In a write-up published in The Washington Post on Wednesday, the UN secretary general has recounted the ordeal and the bone-chilling experiences he heard from Rohingya refugees who had fled widespread killings in Myanmar’s Rakhine state and sought refuge in Bangladesh.
“Small children butchered in front of their parents. Girls and women gang-raped while family members were tortured and killed. Villages burned to the ground,” Guterres wrote.
“These victims of what has been rightly called ethnic cleansing are suffering an anguish that can only stir a visitor’s heartbreak and anger.
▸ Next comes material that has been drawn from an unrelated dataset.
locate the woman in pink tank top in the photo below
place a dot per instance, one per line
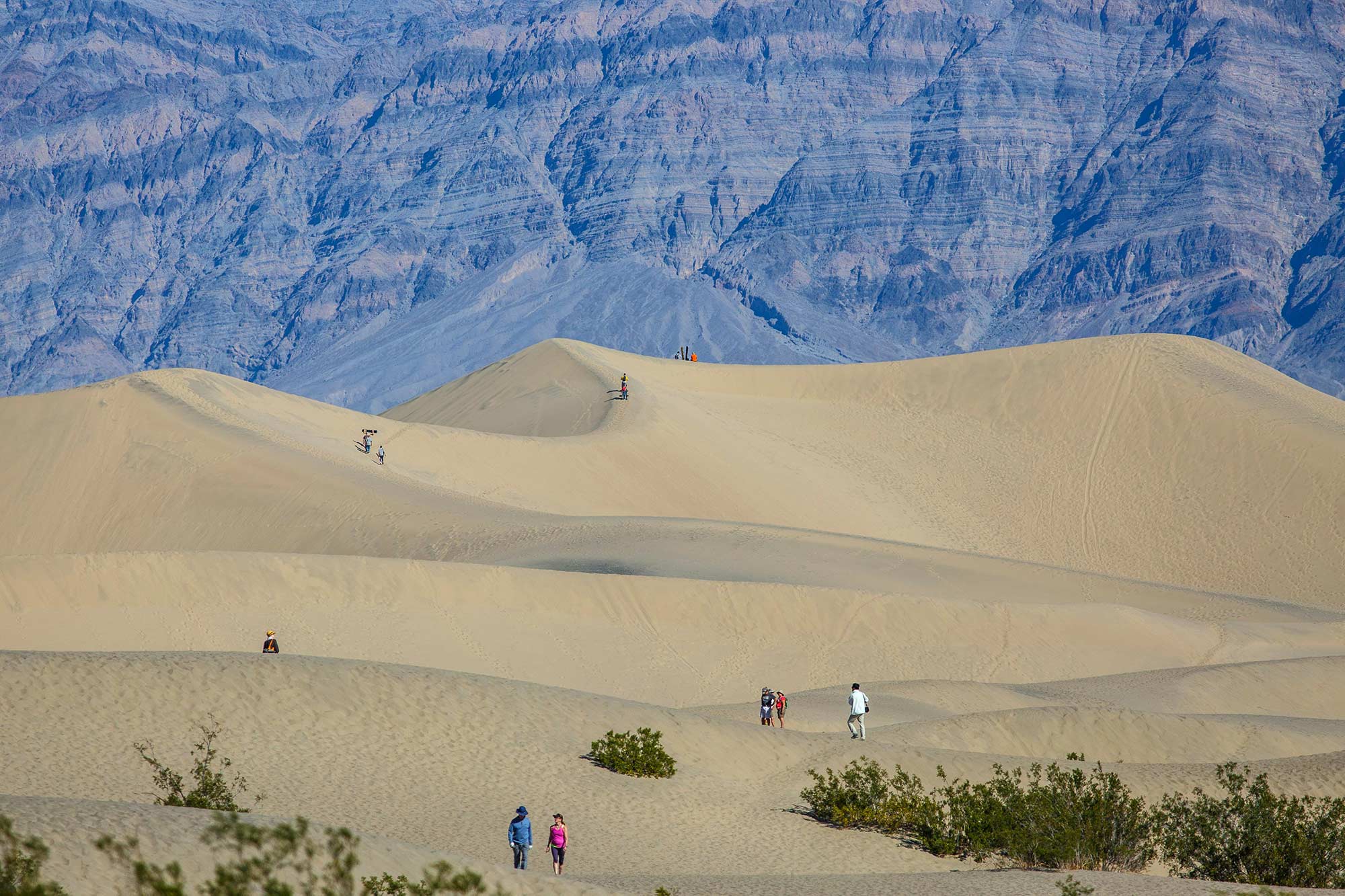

Their horrific experiences defy comprehension, yet they are the reality for nearly one million Rohingya refugees.”
Guterres wrote that systematic human rights abuses by the security forces in Myanmar over the past year were designed to instill terror in the Rohingya population, leaving them with a dreadful choice: Stay on in fear of death or leave everything simply to survive.
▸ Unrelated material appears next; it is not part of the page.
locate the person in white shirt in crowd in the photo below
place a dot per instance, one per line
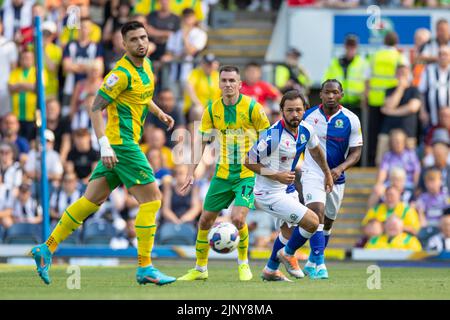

Describing Rohingya as the world’s fastest-growing refugee crisis, he applauded people and the government of Bangladesh for their humanity shown by opening their borders and hearts to the Rohingyas, while larger and wealthier countries around the world are closing doors to outsiders.
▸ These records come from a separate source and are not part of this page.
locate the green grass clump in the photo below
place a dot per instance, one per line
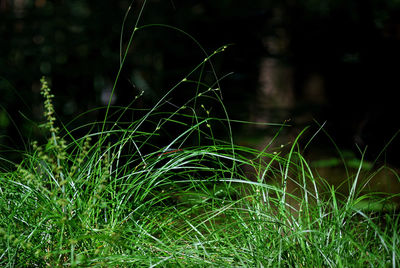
(134, 193)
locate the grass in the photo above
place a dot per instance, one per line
(136, 193)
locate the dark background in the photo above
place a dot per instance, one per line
(338, 61)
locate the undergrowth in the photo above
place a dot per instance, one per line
(121, 196)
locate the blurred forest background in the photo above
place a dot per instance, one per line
(329, 60)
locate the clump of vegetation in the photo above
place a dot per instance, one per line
(119, 196)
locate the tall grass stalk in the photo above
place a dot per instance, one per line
(122, 196)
However, he stressed the need of a global response to the crisis, adding a Global Compact on Refugees is on the way by UN member states to help Bangladesh in responding to a fleeing wave of humanity.
“Expressions of solidarity are not enough; the Rohingya people need genuine assistance.”
An international humanitarian appeal for almost $1 billion is funded at only 26 percent – a shortfall causing malnutrition, lack of access to water and sanitation and basic education and of course inadequate measures to combat monsoon risks, according to the UN secretary general.
He urged Myanmar to create the conditions for the return of the refugees with full rights and the promise of living in safety and dignity.
“Unless the root causes of the violence in Rakhine state are addressed comprehensively, misery and hatred will continue to fuel conflict. The Rohingya people cannot become forgotten victims. We must answer their clear appeals for help with action,” Guterres pointed out.